Cocoa Traders Face Billion Dollar Loss As Ghana Throttles Cocoa Delivery Supplies, Report Says
Major trading houses risk losing over a billion dollars on cocoa derivatives after top producer Ghana failed to deliver beans this season due to adverse weather conditions that significantly tightened global supplies, forcing traders to liquidate short positions into a mega squeeze earlier this year.
In April, the Ghana Cocoa Board spoke with major commodity traders about delaying the delivery of hundreds of thousands of tons of cocoa beans until the next growing season due to dwindling bean supplies.
Reuters reported that the board is preparing to delay upwards of 350,000 metric tons of the bean this season, citing six industry insiders who are familiar with the situation. This is about half of the cocoa beans usually sold in a season.
The losses from delivery delays could exceed $4,000 a ton on the cocoa futures market for traders and processors, translating into a total loss of about $1.4 billion.
"We're sitting staring at our screens, barely trading," the head cocoa trader at a global trading house told Reuters, speaking anonymously, adding the global cocoa physical and futures market has ground to a halt due to the volatility.
Trading houses like Cargill and Barry Callebaut use the futures market to hedge or secure cocoa prices.
Reuters provided more color on just how failed bean deliveries can be catastrophic for major trading houses:
Traders typically sign deals to buy beans - like any other commodity - months in advance in the hope of reselling later at a profit. By doing so they take a so called long position in the physical market.
As they wait for the physical commodity to be delivered for weeks or months they need to protect themselves against possible price falls. They typically do this by taking short positions in the futures market to protect against losses on a long position.
Short trading bets on price falls so when the physical commodity arrives, long and short positions cancel each other out, guaranteeing a fixed price.
The strategy unravels, however, if physical delivery - in this case cocoa beans - is delayed in a rallying market.
If this happens, traders are forced to liquidate short positions for the month they had expected the commodity to arrive and take a new short position for the month of a new expected delivery.
Here are some examples of the losses:
Doing so in April 2024 - after the market realised Ghana would delay bean delivery to 2025 - would have been costly, according to the traders.
The six sources said last year traders who bought physical beans for May 2024 delivery would have taken equivalent short positions in May 2024 futures at around $3,000 a ton.
With the market rallying in April 2024, those traders had to liquidate May 2024 shorts - or buy the futures back - at $11,000 a ton, facing losses of $8,000 a ton.
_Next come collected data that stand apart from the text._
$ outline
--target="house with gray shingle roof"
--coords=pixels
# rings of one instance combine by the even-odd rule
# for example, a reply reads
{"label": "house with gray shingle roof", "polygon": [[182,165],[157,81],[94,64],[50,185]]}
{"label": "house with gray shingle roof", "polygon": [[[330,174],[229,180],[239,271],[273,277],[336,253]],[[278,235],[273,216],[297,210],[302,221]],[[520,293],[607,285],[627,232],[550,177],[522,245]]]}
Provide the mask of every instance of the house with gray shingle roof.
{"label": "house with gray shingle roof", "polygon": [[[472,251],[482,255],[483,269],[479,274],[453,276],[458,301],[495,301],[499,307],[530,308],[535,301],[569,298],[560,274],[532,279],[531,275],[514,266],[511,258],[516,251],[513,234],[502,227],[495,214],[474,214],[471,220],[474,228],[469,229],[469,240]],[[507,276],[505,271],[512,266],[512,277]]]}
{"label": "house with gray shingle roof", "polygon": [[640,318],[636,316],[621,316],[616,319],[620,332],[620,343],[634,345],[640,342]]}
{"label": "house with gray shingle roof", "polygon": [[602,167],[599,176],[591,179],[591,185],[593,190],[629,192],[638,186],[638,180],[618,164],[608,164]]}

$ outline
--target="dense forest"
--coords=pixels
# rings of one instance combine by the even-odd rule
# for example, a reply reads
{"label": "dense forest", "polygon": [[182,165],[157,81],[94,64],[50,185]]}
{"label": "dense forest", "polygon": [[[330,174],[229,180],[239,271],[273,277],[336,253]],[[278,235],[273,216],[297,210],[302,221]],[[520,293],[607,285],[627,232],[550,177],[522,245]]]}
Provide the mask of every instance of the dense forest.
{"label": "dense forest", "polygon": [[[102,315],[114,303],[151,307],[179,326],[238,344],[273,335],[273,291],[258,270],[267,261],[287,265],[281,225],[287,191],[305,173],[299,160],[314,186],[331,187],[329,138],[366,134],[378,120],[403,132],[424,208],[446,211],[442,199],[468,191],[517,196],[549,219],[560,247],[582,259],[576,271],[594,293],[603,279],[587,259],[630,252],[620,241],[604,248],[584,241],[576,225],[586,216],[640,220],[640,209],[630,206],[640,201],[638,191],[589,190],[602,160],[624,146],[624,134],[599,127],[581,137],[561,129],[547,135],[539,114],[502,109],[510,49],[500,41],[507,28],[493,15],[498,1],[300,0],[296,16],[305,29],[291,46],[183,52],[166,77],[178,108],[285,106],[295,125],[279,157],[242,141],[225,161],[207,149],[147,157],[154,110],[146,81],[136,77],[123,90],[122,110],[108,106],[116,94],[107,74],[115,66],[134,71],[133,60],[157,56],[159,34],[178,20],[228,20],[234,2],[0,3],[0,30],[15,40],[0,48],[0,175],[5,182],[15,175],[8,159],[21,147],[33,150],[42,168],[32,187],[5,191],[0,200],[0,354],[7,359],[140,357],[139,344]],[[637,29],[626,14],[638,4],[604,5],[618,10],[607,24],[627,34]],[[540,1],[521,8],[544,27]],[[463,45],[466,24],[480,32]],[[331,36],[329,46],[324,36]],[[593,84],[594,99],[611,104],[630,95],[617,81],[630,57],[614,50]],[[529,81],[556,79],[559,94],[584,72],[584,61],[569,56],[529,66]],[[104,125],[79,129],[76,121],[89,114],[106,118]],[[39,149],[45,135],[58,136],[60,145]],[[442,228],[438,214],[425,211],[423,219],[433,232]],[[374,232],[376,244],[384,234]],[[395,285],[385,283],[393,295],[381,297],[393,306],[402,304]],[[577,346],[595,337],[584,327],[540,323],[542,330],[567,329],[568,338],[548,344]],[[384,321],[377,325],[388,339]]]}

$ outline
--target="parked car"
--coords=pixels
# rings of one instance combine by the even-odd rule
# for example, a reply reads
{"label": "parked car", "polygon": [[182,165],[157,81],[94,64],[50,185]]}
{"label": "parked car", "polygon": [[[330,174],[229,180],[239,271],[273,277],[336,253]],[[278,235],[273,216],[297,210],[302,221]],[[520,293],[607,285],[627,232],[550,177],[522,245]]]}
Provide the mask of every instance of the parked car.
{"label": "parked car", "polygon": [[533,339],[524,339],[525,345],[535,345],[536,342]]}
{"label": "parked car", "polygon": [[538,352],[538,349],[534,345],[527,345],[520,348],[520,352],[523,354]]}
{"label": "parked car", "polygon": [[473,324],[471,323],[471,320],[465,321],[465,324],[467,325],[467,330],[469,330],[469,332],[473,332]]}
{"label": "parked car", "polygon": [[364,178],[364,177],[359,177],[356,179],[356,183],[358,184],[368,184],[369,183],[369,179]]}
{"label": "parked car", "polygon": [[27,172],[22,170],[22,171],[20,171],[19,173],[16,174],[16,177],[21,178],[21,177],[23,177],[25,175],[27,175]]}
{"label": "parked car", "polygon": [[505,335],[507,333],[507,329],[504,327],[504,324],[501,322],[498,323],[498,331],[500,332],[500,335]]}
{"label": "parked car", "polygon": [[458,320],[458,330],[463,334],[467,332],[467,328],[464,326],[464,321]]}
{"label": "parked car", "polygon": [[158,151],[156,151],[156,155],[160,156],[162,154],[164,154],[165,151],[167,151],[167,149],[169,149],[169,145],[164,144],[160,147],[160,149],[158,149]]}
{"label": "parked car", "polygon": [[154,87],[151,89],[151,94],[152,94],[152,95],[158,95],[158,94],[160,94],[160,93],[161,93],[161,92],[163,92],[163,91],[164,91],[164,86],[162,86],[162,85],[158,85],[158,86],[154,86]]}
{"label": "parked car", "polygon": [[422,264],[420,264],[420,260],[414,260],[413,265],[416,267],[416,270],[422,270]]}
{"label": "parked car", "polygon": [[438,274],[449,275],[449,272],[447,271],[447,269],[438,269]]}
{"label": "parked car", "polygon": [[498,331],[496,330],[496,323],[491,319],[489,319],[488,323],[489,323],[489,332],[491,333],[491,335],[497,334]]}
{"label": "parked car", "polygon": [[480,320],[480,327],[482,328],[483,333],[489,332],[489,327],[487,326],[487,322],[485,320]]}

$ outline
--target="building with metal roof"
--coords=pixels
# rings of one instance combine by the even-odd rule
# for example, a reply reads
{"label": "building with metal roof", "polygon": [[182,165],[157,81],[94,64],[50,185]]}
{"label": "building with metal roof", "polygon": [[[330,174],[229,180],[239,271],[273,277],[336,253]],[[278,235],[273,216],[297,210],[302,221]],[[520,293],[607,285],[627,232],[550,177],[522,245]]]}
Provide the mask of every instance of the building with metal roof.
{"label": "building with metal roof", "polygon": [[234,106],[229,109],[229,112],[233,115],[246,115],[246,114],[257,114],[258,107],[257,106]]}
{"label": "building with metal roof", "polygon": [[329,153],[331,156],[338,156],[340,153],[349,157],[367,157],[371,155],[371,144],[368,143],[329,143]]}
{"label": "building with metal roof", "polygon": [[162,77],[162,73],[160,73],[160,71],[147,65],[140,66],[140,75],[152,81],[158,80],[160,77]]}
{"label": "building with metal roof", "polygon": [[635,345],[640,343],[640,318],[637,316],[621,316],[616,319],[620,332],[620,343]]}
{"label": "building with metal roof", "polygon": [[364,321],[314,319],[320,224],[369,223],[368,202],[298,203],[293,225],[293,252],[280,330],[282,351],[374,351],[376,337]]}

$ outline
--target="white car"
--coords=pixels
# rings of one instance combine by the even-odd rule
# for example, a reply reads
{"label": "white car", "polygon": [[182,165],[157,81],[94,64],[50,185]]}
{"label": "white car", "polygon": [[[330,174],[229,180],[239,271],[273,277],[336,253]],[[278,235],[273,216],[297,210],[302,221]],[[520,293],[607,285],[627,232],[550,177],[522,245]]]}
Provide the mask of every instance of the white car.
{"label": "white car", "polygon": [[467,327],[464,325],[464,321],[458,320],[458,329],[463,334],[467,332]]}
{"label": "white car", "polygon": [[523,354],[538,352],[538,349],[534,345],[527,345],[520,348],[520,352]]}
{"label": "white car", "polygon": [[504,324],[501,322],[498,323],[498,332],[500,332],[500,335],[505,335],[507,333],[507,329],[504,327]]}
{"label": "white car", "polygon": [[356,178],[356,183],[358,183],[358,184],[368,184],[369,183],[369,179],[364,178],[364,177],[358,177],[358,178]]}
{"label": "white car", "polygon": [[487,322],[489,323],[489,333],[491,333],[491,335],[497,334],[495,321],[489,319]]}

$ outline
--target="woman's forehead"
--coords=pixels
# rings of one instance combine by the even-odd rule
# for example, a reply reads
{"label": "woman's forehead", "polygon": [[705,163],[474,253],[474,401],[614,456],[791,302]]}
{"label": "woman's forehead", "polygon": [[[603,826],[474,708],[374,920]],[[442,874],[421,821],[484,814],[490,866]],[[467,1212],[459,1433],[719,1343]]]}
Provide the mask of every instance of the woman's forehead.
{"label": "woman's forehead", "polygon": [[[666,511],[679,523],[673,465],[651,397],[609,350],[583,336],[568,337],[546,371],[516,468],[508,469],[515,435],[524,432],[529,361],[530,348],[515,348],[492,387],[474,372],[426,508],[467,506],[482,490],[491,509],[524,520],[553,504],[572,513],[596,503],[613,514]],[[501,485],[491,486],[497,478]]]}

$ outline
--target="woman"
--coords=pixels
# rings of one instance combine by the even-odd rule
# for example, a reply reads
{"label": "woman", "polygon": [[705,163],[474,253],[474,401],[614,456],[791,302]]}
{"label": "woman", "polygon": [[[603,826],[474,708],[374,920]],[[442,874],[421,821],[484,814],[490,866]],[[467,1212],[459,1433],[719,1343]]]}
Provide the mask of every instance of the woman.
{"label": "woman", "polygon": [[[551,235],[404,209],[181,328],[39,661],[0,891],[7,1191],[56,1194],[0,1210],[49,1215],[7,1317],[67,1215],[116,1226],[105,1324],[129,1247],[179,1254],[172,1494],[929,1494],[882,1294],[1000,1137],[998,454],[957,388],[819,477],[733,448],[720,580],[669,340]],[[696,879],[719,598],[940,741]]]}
As traders still hope to get the cocoa and need to protect themselves in the physical market, they had to take on new short positions for May 2025 delivery, which in April 2024 traded around $7,000 a ton.
That means that if and when traders get their physical cocoa next May at $3,000 a ton, they will still face an aggregate loss of $4,000 per ton.
In New York, cocoa futures are slightly lower in the morning session, down about 1.5% to $8,222 a ton. As we've noted in recent weeks, prices have been oscillating between the support and resistance levels of a triangle pattern.
The Reuters report provides some sense of the losses that stemmed from the short squeeze several months ago. Some traders, such as famed commodity trader Pierre Andurand, still believe prices could rise to $20,000 a ton.